I have written a small script which will "roll" a number of Javascript files into one (appending the all contents into another file), such that it can be packed to reduce HTTP requests and overall bandwidth usage.
Typically for my PHP applications, I have one "includes.php" file which is included on each page, and that then includes all the classes and other libraries which I need. (I know this isn't probably the best practise, but it works - the __autoload feature of PHP5 is making this better in any case).
Should I apply the same "rolling" technique on my PHP files?
I know of that saying about premature optimisation being evil, but let's take this question as theoretical, ok?
There is a problem with Apache/PHP on Windows which causes the application to be extremely slow when loading or even touching too many files (page which loads approx. 50-100 files may spend few seconds only with file business). This problem appears both with including/requiring and working with files (fopen, file_get_contents etc).
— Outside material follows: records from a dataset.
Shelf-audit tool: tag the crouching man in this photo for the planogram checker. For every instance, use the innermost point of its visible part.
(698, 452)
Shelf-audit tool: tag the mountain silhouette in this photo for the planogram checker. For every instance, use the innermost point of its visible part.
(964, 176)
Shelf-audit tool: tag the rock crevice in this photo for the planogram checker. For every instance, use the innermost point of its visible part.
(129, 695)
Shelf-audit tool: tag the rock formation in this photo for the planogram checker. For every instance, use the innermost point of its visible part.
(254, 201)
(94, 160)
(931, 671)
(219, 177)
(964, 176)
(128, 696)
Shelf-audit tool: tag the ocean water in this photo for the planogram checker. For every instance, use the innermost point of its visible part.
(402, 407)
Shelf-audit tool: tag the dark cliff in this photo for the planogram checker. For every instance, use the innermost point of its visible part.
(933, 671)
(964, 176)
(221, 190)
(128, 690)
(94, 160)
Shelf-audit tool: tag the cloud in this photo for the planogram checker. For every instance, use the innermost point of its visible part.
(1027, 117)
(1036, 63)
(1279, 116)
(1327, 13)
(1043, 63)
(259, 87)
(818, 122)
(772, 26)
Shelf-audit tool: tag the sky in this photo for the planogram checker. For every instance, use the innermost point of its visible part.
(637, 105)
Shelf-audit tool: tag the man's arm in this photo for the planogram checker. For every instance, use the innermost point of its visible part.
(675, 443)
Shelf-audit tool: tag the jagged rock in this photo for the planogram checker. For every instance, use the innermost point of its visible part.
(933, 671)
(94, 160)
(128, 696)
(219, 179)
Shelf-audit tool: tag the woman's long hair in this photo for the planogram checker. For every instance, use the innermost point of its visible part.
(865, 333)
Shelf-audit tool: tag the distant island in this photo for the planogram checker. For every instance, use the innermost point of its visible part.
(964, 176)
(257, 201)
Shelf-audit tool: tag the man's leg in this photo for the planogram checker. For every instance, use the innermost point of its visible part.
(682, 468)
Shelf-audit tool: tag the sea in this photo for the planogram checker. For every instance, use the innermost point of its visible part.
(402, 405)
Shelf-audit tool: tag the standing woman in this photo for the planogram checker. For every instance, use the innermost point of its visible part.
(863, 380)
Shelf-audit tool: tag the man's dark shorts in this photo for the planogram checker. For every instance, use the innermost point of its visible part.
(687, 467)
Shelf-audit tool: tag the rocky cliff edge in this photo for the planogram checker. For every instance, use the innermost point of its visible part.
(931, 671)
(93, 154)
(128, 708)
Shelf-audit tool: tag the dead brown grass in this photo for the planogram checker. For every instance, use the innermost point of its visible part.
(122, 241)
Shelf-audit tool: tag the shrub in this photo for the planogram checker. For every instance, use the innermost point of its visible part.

So if you (or more likely anybody else, due to the age of this post) will ever run your app on apache/windows, reducing the number of loaded files is absolutely necessary for you. Combine more PHP classes into one file (an automated script for it would be useful, I haven't found one yet) or be careful to not touch any unneeded file in your app.
That would depend somewhat on whether it was more work to parse several small files or to parse one big one. If you require files on an as-needed basis (not saying you necessarily should do things that way ) then presumably for some execution paths there would be considerably less compilation required than if all your code was rolled into one big PHP file that the parser had to encode the entirety of whether it was needed or not.
In keeping with the question, this is thinking aloud more than expertise on the internals of the PHP runtime, - it doesn't sound as though there is any real world benefit to getting too involved with this at all. If you run into a serious slowdown in your PHP I would be very surprised if the use of require_once turned out to be the bottleneck.
As you've said: "premature optimisation ...". Then again, if you're worried about performance, use an opcode cache like APC, which makes this problem almost disappear.
This isn't an answer to your direct question, just about your "js packing".
If you leave your javascript files alone and allow them to be included individually in the HTML source, the browser will cache those files. Then on subsequent requests when the browser requests the same javascript file, your server will return a 304 not modified header and the browser will use the cached version. However if your "packing" the javascript files together on every request, the browser will re-download the file on every page load.